= Emma Lambrick =

Australian settler (1822– 1846)

Emma Jane Lambrick ' (4 August 1822 – October 1846) was an early resident of Port Essington in the Northern Territory of Australia who died there in relation to maternal death.

== Early life ==

Lambrick was the daughter of Lieutenant Dillon, of the Royal Navy, and his wife Susan and was born at Perranarworthal in Cornwall. On 24 November 1842 she married Lieutenant George Lambrick at Budock Water and, in August 1843 their first daughter Emma was born.

In 1844 George Lambrick was placed in charge of the military guard of a convict ship, the Cadet, where they were to deliver convicts to Hobart before travelling onwards to Port Essington to serve under Captain John McArthur. Lambrick was given permission to accompany her husband on the journey and join him at the settlement. The ship sailed in April 1844 and there were several other women onboard who were to accompany their husbands to Port Essington, one of these women was Esther Norman who suffered a stillbirth while at sea and died herself weeks later.

Lambrick herself was pregnant while at sea and was reported, by her husband, as being "in the most delicate state of health". She would give birth to George Lambrick Jnr, when they were on their way up the Western Australian coast, in October 1844 who was recorded to have been a sickly child.

== Life in the Northern Territory ==
When Lambrick arrived at Port Essington she and her family were housed in a small wooden dwelling which was above the storekeeper's quarters which was entered by external stairs.
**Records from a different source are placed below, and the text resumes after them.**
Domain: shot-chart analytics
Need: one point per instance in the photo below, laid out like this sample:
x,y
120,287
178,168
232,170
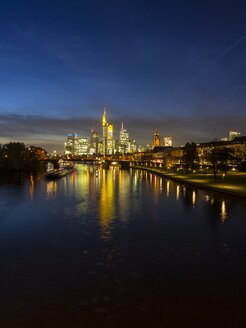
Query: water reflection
x,y
107,201
223,213
31,188
178,192
51,188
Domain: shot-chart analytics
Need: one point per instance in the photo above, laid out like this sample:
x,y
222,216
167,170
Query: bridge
x,y
106,163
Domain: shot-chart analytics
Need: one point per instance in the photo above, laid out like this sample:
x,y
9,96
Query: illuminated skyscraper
x,y
108,143
124,140
76,145
156,139
233,134
94,142
168,141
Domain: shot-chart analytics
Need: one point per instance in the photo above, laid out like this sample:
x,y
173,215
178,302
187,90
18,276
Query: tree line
x,y
16,157
219,158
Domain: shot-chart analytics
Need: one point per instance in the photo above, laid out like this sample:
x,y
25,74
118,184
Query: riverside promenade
x,y
233,183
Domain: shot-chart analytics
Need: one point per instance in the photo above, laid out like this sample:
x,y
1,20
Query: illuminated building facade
x,y
168,141
233,134
76,146
108,141
94,142
124,146
156,139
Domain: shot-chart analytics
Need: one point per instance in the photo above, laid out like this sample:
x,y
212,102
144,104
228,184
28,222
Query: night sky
x,y
179,66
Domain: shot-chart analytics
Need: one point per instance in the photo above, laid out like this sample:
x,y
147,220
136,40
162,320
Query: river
x,y
119,248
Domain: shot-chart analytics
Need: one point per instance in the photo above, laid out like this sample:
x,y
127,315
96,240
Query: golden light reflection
x,y
124,193
178,192
31,188
168,188
107,202
51,188
193,198
223,213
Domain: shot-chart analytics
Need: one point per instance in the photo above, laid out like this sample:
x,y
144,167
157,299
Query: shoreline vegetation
x,y
16,158
233,184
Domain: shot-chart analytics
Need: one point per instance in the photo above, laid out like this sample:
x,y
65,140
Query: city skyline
x,y
172,66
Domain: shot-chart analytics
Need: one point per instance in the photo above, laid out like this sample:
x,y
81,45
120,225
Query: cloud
x,y
50,132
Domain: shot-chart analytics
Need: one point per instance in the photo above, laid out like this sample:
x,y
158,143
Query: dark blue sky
x,y
176,65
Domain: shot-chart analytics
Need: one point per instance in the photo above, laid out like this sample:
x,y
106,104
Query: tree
x,y
190,156
220,158
15,157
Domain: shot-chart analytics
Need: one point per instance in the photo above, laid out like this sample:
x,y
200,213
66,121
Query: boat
x,y
60,172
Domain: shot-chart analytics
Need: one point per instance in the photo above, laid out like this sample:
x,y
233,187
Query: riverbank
x,y
233,184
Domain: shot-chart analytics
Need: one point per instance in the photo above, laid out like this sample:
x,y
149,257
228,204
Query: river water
x,y
120,248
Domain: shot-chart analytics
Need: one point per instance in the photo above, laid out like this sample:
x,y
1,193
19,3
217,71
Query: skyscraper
x,y
108,143
168,141
233,134
94,142
124,140
156,139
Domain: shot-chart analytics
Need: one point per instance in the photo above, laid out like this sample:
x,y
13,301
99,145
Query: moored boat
x,y
60,172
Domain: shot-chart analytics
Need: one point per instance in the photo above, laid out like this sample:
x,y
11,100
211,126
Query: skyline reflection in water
x,y
116,247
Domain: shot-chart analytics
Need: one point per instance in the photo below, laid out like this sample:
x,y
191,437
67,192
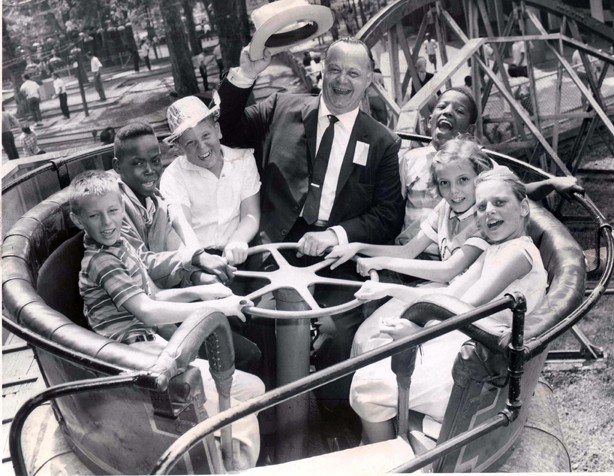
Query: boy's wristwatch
x,y
195,256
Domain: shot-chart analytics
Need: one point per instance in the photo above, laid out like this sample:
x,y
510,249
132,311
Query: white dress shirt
x,y
343,130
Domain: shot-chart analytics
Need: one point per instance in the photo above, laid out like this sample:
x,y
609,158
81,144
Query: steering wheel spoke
x,y
338,282
262,291
281,261
308,298
299,279
321,265
252,274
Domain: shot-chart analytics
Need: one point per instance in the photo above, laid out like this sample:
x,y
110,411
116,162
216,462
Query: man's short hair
x,y
90,183
473,107
131,131
350,40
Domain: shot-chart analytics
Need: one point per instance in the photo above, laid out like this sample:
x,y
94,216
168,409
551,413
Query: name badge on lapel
x,y
361,153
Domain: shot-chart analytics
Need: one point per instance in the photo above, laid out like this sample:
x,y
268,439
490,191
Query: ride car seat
x,y
480,370
41,252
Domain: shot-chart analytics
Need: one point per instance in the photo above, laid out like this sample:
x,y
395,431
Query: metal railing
x,y
515,365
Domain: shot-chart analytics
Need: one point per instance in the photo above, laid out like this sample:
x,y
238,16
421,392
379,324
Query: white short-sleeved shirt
x,y
215,203
417,186
451,230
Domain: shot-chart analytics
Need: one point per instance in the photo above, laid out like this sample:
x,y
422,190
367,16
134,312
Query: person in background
x,y
144,53
60,92
30,91
423,75
431,50
107,136
29,142
376,102
9,121
96,66
217,53
201,60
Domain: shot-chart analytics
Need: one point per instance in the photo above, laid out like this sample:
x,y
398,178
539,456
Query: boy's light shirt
x,y
185,253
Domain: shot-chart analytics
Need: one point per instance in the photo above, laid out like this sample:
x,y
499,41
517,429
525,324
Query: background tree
x,y
335,28
182,67
188,13
14,66
228,29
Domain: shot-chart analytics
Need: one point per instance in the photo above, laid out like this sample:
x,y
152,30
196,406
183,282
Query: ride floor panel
x,y
21,379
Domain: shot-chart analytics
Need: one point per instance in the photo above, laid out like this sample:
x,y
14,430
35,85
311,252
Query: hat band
x,y
282,39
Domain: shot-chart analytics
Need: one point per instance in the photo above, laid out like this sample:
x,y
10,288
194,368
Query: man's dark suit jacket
x,y
282,129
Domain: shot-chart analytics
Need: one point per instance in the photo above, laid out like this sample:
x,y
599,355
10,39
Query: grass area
x,y
585,397
143,106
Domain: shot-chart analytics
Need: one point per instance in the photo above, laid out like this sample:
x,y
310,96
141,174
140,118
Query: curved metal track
x,y
529,117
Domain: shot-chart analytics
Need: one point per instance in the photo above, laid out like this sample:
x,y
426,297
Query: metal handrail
x,y
186,441
61,390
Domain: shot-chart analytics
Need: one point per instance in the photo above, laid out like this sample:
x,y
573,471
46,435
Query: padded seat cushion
x,y
58,280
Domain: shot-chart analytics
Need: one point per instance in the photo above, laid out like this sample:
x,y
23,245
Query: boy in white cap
x,y
218,187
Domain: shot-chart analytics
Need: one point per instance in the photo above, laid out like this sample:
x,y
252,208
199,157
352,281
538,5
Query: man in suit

This was as it was McArthur's policy to keep married men, and their families, apart from other residents. Lambrick was additionally isolated for, as the only wife of an officer, she was separated from the other women. John Sweatman, who spent several weeks at the settlement, stayed with Lambrick and her family and remarked that she was "without society, no amusement and no one but her husband to talk to, and he is busy with his duties most of the time". He additionally described her as a "truly amiable and sensible woman".

Soon after arrival Lambrick became pregnant with her third child and, while awaiting their birth, her son George Jnr, who was never of good health, died; likely of malaria. In response to this death McArthur requested an additional medical officer to be stationed there who arrived in October. Lambrick then lost her third child, another son, shortly after his birth.

In October 1846 Lambrick died, only a month after the loss of her son; this was a maternal death. Her husband George erected a special monument to her at her grave, the material for which were sent from England. She was the first European woman to die at the settlement.

Later, in 1848, the Catholic missionary Angelo Confalonieri, would be buried alongside her.

The grave of Emma Lambrick at Port Essington, 1875

George Lambrick and their daughter Emma remained at Port Essington until 1849.

In 1913 Elsie Masson visited the gave and remarked;

She came with her little daughter to Port Essington, doubtless expecting to find a comfortable sociable military settlement. A year passed, her baby was born and both she and her child died and were buried at this lonely spot.
— Elsie Masson, The Argus (Melbourne), 30 August 1913

== Legacy ==

- Emma Court, in Driver, Northern Territory, is named for Lambrick.
- Lambrick Avenue, which passes through localities of the Litchfield Municipality, is named for Lambrick and her husband.
- A police boat, the PV Emma Lambrick, was also named for her.